Nebelung cats are lively, playful, affectionate, good-natured, and intelligent. The cat's mild-mannered state and personality may not always reflect the relatively high level of intelligence often found in the breed. In spite of the fact that it is an active cat, it can live very well indoors. Nebelungs prefer their own families and often keep a distance from strangers. They tend to bond with a select few humans and stay loving and devoted throughout their lives. It is, however, a cat that gladly accepts company of its people or of another cat. Nebelungs are very good communicators and will remind their owners of problems. This happens often since Nebelungs can be very picky about things such as litter cleanliness and food type. 

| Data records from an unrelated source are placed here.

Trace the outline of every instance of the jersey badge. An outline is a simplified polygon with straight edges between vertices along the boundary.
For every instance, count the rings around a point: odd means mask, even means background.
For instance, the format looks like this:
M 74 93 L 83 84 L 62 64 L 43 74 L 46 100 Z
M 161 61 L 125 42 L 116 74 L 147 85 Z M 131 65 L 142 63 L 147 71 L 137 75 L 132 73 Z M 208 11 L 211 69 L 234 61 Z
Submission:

Many owners of Nebelung cats say that they can act more like dogs at times, being extremely loyal to their owner and family. At times a Nebelung may choose or bond with a specific person within a family group more so than others. They will still enjoy the company of others within the social group but will tend to spend most of their time with said chosen person. They are also known for being easily leash trained with use of a proper harness. It enjoys sitting in a lap and being petted, and will follow its favorite person devotedly from room to room. The breed is also very playful and is known to learn to fetch and retrieve toys when thrown. This is a cat that likes routine, and may require a little time to adjust to changes in the household. Early socialization can help it become more adaptable.

In popular culture
The Nebelung was featured on the Animal Planet show Cats 101. 

The character Hairball in the movie Pound Puppies and the Legend of Big Paw was a Nebelung voiced by Frank Welker.

The Nebelung is one of the animals which can be given as a Patronus in answer to the user's personality test on Pottermore.

In the movie Garden State, a Nebelung is featured in a scene with Zach Braff, Peter Sarsgaard and Jean Smart.

In the 1999 movie Go, a Nebelung is in multiple scenes with Timothy Olyphant, the dealer of drugs, Todd.

In the season 2 episode of Friends, "The One Where Eddie Moves In", a Nebelung portrays the eponymous cat in the music video for Smelly Cat.

In the season 3 episode of It's Always Sunny in Philadelphia, "Bums: Making a Mess All Over the City", a long-haired grey cat who looks like a Nebelung portrays "Special Agent Jack Bauer", an "indestructible" cat with a fondness for gasoline adopted from a junkyard to help guard Paddy's pub.